The first time I really understood what my boss had said, I was sitting across the table from someone who probably didn’t have the best resume, but I decided to give a chance to. I’m not sure why, but I am glad I did. I spent the interview asking them the basics about their strengths and weaknesses, looking for clues into their character to see if they would be the right fit for our team.

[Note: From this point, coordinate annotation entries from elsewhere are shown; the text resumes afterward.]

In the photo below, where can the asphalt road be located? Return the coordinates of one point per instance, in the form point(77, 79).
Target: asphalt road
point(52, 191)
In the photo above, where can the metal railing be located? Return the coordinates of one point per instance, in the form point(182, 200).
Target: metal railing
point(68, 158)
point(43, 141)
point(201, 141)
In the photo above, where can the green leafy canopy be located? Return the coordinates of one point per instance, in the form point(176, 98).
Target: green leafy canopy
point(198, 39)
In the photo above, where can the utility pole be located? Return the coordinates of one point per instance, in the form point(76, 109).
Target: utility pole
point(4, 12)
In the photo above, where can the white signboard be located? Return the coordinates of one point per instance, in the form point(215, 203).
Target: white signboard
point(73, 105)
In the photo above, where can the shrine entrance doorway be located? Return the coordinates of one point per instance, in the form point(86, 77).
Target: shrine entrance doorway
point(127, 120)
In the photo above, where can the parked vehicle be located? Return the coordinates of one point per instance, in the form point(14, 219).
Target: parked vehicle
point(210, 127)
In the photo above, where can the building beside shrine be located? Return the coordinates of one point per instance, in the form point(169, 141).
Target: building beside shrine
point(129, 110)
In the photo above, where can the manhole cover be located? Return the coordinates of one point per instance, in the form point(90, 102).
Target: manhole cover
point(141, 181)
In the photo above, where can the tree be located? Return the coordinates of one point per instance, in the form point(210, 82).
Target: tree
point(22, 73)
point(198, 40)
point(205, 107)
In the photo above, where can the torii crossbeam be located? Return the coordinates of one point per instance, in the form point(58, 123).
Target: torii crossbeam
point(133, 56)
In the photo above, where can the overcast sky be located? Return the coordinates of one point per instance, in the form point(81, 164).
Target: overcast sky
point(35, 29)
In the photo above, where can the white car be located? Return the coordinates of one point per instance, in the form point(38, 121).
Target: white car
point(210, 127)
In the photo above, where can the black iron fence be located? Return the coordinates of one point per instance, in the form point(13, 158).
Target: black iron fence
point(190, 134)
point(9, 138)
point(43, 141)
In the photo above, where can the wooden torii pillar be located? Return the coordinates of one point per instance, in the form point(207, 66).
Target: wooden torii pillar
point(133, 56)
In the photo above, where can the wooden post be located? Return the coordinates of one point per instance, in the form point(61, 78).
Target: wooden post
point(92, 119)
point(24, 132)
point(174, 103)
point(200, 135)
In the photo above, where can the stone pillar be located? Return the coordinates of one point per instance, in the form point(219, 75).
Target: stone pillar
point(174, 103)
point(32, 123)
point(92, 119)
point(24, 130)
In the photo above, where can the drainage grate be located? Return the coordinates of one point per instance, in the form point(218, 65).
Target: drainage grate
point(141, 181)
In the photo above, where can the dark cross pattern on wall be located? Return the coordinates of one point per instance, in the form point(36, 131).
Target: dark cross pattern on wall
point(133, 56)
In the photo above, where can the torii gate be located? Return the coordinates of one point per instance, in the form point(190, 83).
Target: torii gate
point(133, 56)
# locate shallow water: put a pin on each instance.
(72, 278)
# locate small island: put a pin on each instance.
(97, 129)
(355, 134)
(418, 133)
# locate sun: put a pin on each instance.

Finally, towards the end of the interview I decided to try something. I gave them an overview of what the job was. Instead of telling them the best aspects of the job, I decided to tell them about the worst the job had to offer. The nitty gritty. The working until 230am because there was a rush just before close, the jumping into a garbage bin to push it down so you could fit everything in (and the subsequent garbage juices that would probably stain their pants) and the fact that they would be running around on their feet for 12+ hours and back into work the next day bright and early.

And then it hit me.

I saw it in their eyes. As I talked about the worst possible outcome, the candidate’s eyes twinkled as if I was telling about their dream job. Now, obviously it wasn’t. But their body language told me that those negatives didn’t matter because they were passionate about the great things the job could offer. A chance to learn something new, a chance to make a difference and a chance to work on a pretty successful team. They didn’t want anything else but that job, and I felt it in my gut that I needed to work with them. This person ended up being one of the best people I’ve ever worked with, contributing more than just sales and hospitality. They ended up being indispensable.

This wasn’t an isolated incident. From then on forward, every hire I made needed to give me that feeling and I would tailor the interviews to give the candidate an opportunity to make me feel something. That isn’t to say I didn’t make mistakes, sometimes my gut was wrong. But my frequency of misses drastically declined while my frequency of hits improved.

All because I decided to look for the passion in others and allow it make me feel something.

I'd love to hear of experiences in hiring that you've had that are similar (or dissimilar, for that matter) as mine. Let's start the conversation!